Hi! I have a flow running on preemptible nodes on ...
# ask-community
c
Hi! I have a flow running on preemptible nodes on GKE, which looks to have been preempted and subsequently caught by the Zombie Killer. My flow was then marked as failed but I expected the Lazarus process to pick it up and restart the flow after 10 minutes. As seen in the screenshot the Zombie killer fails the flow at 13:48 and then nothing until I manually restart the flow via the Prefect Cloud UI at 14:45 about an hour later. I confirmed that Lazarus is enabled for this flow. Is there anything else I need to do to have Lazarus pick this up?

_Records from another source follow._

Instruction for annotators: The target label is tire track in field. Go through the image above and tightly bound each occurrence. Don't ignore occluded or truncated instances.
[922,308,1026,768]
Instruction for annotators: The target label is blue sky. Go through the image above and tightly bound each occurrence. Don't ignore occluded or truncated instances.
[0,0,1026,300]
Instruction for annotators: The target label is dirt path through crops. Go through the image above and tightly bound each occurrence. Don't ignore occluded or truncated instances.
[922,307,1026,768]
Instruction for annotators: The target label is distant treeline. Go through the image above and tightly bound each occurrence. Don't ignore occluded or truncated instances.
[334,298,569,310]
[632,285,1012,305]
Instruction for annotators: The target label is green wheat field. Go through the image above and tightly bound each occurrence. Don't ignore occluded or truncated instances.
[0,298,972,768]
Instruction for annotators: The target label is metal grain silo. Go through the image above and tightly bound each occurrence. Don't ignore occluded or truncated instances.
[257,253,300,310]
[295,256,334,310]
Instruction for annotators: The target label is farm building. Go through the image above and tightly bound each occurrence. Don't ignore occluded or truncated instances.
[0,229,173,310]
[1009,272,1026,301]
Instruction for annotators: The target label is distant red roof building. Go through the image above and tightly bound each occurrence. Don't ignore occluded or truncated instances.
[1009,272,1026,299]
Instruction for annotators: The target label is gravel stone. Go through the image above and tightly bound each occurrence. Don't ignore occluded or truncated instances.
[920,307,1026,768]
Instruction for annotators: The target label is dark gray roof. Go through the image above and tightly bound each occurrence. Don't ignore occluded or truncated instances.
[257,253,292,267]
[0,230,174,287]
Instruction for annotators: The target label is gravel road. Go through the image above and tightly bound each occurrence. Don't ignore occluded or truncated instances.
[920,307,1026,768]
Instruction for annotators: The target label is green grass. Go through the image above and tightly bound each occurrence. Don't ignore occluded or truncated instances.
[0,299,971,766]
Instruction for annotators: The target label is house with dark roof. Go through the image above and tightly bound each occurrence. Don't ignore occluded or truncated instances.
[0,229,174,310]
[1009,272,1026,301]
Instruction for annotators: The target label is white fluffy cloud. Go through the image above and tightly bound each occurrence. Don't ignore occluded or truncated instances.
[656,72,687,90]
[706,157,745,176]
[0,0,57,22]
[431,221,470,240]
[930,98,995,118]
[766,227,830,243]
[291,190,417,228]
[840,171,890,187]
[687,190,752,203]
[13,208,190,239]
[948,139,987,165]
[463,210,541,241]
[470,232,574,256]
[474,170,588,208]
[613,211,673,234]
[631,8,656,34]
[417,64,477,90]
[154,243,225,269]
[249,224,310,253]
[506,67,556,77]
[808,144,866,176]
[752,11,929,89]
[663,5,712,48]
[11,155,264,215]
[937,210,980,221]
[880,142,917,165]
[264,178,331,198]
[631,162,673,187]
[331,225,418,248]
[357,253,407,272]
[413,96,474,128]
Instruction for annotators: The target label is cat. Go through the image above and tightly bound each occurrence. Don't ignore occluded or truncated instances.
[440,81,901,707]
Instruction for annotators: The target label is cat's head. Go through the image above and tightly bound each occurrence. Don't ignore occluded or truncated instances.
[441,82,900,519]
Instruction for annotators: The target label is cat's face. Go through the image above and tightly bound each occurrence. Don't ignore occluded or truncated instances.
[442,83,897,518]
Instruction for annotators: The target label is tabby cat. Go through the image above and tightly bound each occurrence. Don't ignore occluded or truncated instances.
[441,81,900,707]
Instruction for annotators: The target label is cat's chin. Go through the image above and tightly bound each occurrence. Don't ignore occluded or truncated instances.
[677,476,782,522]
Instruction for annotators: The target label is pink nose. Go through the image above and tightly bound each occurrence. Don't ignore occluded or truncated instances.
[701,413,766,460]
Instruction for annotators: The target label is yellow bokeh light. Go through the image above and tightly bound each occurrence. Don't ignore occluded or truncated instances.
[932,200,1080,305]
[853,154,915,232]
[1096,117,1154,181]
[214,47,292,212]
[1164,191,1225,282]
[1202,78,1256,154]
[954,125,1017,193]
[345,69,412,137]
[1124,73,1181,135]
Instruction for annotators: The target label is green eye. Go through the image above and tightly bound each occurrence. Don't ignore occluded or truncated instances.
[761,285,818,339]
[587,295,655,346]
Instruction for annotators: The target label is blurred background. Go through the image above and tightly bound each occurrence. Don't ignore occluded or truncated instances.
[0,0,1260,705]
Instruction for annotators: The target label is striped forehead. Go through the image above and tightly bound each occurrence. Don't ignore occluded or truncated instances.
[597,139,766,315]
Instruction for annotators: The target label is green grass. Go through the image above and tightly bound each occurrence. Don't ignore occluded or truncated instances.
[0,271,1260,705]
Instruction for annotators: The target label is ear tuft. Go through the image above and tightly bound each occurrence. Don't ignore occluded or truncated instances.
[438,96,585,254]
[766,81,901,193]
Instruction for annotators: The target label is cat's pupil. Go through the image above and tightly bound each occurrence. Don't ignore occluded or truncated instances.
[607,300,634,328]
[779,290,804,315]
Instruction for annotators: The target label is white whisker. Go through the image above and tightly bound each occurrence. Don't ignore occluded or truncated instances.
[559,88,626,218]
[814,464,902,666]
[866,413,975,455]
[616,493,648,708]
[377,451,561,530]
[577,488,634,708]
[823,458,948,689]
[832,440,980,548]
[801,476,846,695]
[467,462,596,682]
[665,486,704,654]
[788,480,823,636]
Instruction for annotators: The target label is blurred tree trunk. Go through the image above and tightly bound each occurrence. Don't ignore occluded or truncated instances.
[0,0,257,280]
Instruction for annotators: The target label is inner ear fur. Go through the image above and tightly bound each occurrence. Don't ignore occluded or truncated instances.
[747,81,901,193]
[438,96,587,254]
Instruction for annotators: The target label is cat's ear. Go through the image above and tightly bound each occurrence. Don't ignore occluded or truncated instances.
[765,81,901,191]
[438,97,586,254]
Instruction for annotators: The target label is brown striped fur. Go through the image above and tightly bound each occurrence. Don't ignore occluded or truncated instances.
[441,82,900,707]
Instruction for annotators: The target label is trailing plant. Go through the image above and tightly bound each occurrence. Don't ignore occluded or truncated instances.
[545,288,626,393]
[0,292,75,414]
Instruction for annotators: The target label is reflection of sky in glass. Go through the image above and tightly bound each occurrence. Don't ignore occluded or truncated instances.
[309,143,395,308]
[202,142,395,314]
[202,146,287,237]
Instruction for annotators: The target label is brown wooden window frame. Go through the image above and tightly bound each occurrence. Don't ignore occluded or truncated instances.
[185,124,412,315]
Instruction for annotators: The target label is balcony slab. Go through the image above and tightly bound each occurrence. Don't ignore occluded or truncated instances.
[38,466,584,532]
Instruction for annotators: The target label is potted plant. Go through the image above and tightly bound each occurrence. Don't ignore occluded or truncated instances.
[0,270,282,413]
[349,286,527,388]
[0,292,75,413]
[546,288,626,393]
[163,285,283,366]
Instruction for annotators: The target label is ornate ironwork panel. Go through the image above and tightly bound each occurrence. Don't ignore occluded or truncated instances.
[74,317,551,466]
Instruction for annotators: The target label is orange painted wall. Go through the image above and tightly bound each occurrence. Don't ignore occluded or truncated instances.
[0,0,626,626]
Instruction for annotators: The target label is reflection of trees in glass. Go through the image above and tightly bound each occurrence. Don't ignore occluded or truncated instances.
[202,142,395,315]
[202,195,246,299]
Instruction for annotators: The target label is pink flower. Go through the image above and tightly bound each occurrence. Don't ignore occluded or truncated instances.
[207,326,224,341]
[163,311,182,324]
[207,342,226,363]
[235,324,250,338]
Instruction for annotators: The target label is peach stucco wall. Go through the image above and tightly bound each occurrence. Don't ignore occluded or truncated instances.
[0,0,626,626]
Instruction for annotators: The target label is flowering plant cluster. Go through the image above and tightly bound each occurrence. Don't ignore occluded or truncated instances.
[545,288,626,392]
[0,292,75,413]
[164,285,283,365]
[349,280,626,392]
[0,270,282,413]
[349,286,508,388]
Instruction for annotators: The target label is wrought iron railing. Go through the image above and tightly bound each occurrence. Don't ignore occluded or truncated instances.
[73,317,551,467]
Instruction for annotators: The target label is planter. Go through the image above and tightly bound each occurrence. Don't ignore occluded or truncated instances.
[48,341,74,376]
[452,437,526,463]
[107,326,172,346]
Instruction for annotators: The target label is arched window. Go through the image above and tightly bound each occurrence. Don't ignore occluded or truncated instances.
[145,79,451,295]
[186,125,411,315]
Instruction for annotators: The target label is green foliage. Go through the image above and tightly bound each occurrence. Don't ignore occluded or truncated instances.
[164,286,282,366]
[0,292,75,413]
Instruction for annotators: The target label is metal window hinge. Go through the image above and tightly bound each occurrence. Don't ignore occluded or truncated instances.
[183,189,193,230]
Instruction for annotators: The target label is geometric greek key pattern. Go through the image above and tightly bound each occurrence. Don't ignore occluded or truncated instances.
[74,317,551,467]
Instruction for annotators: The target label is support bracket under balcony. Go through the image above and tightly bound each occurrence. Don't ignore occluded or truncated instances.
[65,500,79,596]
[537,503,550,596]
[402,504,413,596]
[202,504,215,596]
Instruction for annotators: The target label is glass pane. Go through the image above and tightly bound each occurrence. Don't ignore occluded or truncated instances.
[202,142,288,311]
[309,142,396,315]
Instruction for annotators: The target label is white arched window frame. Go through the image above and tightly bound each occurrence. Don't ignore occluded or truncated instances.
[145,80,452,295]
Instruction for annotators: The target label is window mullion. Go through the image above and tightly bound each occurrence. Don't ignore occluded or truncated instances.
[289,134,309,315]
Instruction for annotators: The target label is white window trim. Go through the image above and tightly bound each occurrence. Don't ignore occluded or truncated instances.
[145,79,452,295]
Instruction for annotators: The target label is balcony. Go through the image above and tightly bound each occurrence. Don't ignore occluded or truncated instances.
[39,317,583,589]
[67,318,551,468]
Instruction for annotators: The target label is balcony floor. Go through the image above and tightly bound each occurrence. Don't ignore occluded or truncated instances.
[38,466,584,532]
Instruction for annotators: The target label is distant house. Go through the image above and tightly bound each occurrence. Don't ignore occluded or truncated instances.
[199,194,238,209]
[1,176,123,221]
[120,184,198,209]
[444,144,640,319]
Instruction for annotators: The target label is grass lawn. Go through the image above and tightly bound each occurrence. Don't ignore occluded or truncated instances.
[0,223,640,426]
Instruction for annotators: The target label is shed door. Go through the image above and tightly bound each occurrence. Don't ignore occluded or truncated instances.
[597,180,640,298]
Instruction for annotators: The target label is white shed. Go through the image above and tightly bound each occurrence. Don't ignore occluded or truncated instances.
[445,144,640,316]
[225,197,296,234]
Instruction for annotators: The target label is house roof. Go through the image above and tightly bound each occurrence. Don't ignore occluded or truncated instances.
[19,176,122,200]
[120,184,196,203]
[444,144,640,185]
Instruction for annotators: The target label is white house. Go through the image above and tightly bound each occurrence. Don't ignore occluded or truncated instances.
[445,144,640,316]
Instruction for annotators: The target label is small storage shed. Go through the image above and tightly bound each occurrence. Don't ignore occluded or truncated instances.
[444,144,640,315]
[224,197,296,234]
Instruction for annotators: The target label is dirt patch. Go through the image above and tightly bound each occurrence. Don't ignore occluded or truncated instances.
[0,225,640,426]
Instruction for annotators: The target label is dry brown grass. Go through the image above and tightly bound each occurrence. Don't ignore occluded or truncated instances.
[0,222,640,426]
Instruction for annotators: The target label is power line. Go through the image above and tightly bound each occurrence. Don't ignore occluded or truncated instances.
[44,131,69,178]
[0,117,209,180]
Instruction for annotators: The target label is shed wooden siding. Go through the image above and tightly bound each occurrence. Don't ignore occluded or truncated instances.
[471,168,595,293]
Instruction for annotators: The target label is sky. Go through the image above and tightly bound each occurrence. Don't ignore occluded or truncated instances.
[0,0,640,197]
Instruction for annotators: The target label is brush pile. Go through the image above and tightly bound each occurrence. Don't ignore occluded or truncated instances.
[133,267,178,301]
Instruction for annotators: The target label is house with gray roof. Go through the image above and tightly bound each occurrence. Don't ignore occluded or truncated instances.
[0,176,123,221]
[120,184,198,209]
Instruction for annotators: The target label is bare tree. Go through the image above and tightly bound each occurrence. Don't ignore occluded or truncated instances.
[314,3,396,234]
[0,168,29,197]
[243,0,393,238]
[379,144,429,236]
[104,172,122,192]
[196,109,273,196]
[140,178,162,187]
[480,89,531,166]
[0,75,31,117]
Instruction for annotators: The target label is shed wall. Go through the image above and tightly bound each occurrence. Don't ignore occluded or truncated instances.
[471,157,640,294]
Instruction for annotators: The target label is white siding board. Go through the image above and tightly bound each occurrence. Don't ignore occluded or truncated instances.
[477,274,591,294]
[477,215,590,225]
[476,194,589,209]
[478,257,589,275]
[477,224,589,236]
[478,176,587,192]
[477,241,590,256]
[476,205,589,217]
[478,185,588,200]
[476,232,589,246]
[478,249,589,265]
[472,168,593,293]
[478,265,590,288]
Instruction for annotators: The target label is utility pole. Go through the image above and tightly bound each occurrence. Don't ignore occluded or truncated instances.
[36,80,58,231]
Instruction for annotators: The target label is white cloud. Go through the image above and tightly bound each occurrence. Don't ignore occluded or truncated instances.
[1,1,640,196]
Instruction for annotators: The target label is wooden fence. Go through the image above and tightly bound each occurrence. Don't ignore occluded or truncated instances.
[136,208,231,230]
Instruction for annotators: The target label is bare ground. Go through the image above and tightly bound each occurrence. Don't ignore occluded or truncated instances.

Here are the same logs at the flow level rather than the task level in case useful
k
Hi @Cab Maddux! I’ll look into this for you. Can you tell me what Agent you are using?
c
Thanks Kevin, we're using the k8s agent
k
I may have to get back to you on this on Monday, but I won’t forget
👍 1
Hi @Cab Maddux, Lazarus will not pick up failed flows. Lazarus picks up a flow run for two reasons: 1. its in a submitted state for a long time 2. its in a running state and stops sending a heartbeat for some period of time
c
Thanks @Kevin Kho yeah, my thought is that this falls under case #2, right? (I've attached where in the docs it looks like in this case the Lazarus process should be restarting this flow - due to a No Heartbeat error)
Unless I've misunderstood something here
k
Yeah, I’ll need to get some clarification from some team members that are already out. Will get back on Monday for sure.
c
No worries, thanks!
n
Hi @Cab Maddux - can you confirm that your flow was in a
Running
state when the zombie task was marked as
Failed
? The Lazarus process will only restart zombie task runs if the flow is still running
(I'm having a little trouble deciphering that from the logs you posted, apologies if you've already checked this!)
c
Hi @nicholas yeah I think the flow was in a running state when the zombie task marked as failed. If you look at the first screenshot in this thread it looks like the
basecall_fast5_file
task finished in a running state (I'm assuming when the underlying node was preempted) and then the zombie killer catches it 2 minutes, 25 seconds later (I think heartbeats are every 30 seconds right so would sort of make sense that's 4 heartbeats missed)
Everything I can tell seems to indicate the flow is in a running state when the zombie task comes in
n
Interesting, let me see if I can recreate this
Ah I apologize @Cab Maddux - I misspoke earlier and the behavior you saw was indeed correct. The Lazarus service doesn't re-submit failed task runs, instead it handles re-scheduling (or failing, after 10 tries) flow runs that are in running or submitted states that have no pending or running tasks. Without a fuller picture of the run I can't tell exactly why your flow run was marked as failed, but if you had other task runs pending/running at the time, Lazarus wouldn't pick your run and the run could be failed for other reasons (including because your task was failed by the zombie killer)
c
Hi @nicholas thanks so much, I'll do some additional digging on my end. Just to clarify, if we have a flow running on k8s fine and the underlying node gets preempted, we should expect that Lazarus would get that flow run restarted, right? Seems like that's a primary use case for Lazarus. If that's correct, sounds like we should expect to find something other than just preemption leading to what we're seeing
n
That sounds correct to me @Cab Maddux - let us know what you find and we can look to confirm further 👍